THE BOARD RULE: MINIMUM BIDS AND MEETING THE BOARD

How the board sets a minimum bid, why partners need to combine to at least four, and how to think about it as a team.

The Board rule is a floor: the combined bid of a partnership cannot be less than four books. It exists so nobody bids '1 and 1' every hand and grinds the game to a halt. It also forces partners to actually communicate through their bids.

How the board works

Each partnership must bid at least four books total per hand. If you bid 3 and your partner has a weak hand and only wants to bid 1, the partnership is at 4 — they're on the board. But if you bid 2 and your partner also wants to bid 2, that's the minimum floor — no lower.

The board applies to the combined team bid, not individual bids. A player can technically bid zero (Nil) as long as their partner covers the four books alone or together with a normal bid.

Why the board matters

The board prevents the 'safe strategy' of always bidding low and letting bags do the work. If both teams could bid 1 and 1 every hand, nobody would ever be at risk, and games would take three hours to reach 500.

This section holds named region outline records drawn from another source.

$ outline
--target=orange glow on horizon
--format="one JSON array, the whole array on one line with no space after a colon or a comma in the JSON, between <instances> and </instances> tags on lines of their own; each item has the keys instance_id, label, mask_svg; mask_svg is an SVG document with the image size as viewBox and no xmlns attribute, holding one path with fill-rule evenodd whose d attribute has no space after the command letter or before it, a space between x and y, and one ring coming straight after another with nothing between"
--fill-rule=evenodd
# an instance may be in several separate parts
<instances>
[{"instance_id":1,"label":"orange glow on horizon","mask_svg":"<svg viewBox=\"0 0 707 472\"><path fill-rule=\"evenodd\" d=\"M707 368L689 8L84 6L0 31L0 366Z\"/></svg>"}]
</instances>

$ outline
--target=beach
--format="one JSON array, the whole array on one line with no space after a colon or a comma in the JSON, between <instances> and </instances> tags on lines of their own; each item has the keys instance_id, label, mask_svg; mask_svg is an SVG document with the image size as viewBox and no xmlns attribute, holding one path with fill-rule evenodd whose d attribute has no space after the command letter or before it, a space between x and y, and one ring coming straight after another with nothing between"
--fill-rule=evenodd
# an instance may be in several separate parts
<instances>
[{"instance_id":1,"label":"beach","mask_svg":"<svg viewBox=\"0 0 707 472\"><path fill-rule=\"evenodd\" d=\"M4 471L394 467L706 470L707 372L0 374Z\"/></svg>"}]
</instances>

It also forces you to reveal a little about your hand. If the first bidder calls 5, their partner now knows the team is at 5 already — no need to reach for the floor, but also no need to inflate. If the first bidder calls 2, the partner is on the hook to cover.

Thinking about it as a team

The first bid is the most important. It signals hand strength before your partner has to commit. Bid what you actually have — don't underbid to be safe if your partner is now going to overbid to hit the four.

If your partner underbids and you're strong, you can push. If your partner overbids and you're weak, you might get set. Every bid changes the math for the next one. That's why the board rule is a communication tool as much as a floor.